DDoS

Met een (Distributed) Denial-of-Service-aanval (DDoS-aanval) wordt de capaciteit van onlinediensten of de ondersteunende servers en netwerkapparatuur aangevallen. Het resultaat van deze aanval is dat diensten slecht of helemaal niet meer bereikbaar zijn voor medewerkers of klanten. Dit kan leiden tot (imago)schade. Het vormt een reële dreiging voor alle organisaties met onlinedienstverlening, zoals websites, waarvan de continuïteit van belang is.

Hoe werkt DDoS?

In de praktijk krijgt de getroffen server tijdens een DDoS-aanval enorm veel verzoeken vanaf meerdere computers tegelijk te verwerken. Daardoor wordt het verkeer van en naar de website geblokkeerd en kan zelfs de server van de dienst crashen (plat gaan). 

Normaal netwerkverkeer verloopt gestaag en ordelijk. Stel dat er enorm veel data tegelijk worden gestuurd en opgevraagd in hele korte tijd, dan komt het netwerkverkeer tot stilstand. Pas als het netwerkverkeer wordt omgeleid kan de normale gang van zaken hervat worden.

Vaak wordt bij een DDoS-aanval een zogenoemd 'botnet' gebruikt. Een botnet is een groep op afstand bestuurbare computers, die via (stiekem geïnstalleerde) malware een lawine aan serververzoeken kan doen.

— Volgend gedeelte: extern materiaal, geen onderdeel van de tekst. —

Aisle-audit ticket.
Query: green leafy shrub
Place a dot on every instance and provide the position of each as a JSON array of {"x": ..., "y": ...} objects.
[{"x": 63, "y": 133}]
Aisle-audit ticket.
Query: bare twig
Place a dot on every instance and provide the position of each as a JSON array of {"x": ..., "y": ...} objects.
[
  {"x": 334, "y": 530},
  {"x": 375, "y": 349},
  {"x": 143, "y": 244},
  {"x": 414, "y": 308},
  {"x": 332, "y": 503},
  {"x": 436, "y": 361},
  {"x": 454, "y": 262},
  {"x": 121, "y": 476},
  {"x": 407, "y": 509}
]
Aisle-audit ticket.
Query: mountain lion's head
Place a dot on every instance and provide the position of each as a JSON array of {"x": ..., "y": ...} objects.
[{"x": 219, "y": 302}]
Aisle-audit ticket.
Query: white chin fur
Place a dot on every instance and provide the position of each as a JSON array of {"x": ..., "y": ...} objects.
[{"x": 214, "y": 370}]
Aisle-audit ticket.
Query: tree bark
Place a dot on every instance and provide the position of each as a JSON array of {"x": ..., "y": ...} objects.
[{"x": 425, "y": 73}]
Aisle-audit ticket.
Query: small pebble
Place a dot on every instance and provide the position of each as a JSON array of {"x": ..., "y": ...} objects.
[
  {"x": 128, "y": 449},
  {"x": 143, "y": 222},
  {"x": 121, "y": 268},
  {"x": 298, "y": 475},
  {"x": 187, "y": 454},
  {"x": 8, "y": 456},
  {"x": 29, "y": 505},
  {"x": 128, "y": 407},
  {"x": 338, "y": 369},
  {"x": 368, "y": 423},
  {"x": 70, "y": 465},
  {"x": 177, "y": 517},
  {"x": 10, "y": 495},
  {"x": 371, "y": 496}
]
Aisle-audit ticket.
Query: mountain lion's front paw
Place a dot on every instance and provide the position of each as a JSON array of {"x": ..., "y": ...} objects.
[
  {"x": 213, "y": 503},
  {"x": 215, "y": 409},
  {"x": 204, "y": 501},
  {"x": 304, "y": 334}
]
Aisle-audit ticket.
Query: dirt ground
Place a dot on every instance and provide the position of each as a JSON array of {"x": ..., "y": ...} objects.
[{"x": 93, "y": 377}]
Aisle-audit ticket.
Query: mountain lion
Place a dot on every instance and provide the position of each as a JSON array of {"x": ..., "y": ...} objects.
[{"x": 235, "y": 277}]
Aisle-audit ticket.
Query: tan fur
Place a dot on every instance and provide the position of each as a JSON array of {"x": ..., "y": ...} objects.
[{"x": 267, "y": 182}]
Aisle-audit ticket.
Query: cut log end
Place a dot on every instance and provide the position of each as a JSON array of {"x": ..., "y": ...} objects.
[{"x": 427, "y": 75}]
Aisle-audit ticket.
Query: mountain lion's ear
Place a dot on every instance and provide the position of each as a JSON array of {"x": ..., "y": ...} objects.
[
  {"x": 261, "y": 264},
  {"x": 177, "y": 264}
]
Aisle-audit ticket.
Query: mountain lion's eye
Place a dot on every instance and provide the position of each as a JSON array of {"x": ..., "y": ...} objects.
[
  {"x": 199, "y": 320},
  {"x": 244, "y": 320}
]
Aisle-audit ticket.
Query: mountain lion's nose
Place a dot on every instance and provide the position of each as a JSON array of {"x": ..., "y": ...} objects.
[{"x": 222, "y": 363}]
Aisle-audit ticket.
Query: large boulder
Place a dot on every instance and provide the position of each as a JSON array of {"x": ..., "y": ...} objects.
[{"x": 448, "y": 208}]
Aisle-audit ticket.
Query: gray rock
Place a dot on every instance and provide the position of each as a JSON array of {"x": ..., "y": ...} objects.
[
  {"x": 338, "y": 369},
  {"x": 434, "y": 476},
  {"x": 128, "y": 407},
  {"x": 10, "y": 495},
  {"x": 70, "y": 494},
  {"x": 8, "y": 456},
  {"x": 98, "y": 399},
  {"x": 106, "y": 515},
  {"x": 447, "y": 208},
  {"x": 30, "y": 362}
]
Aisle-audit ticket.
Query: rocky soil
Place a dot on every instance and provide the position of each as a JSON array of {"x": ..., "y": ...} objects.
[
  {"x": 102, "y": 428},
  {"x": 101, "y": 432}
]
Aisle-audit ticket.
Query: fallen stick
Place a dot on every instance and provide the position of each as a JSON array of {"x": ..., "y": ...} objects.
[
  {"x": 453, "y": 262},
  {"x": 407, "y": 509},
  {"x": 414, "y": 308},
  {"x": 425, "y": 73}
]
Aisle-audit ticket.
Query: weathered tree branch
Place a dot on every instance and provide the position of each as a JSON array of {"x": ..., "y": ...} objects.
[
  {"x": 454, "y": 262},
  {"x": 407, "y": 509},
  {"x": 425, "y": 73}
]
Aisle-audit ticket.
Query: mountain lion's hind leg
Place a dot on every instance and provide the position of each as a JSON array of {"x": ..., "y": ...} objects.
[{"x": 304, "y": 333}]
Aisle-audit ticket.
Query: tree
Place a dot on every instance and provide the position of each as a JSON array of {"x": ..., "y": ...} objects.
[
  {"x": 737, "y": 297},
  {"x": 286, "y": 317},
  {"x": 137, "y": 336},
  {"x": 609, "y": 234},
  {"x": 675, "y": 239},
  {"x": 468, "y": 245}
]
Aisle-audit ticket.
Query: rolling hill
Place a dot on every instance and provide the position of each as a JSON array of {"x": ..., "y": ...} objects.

Overigens kan ook een teveel aan legitiem netwerkverkeer piekmomenten veroorzaken met hetzelfde gevolg als een DDoS. Zo kunnen nieuwssites geblokkeerd raken tijdens een grote ramp, omdat mensen allemaal tegelijk de informatie opvragen.

Maatregelen

Het NCSC adviseert om zowel technische als organisatorische maatregelen te treffen om organisaties te beschermen tegen de verschillende vormen van (D)DoS-aanvallen. Maak een overzicht van je ICT-infrastructuur. Voor onderdelen binnen je eigen beheer kun je technische maatregelen treffen. Voor overige onderdelen kun je afspraken maken met de desbetreffende externe leverancier. Daarnaast is het belangrijk om je organisatie voor te bereiden op een aanval door middel van een duidelijk respons- en communicatiestrategie.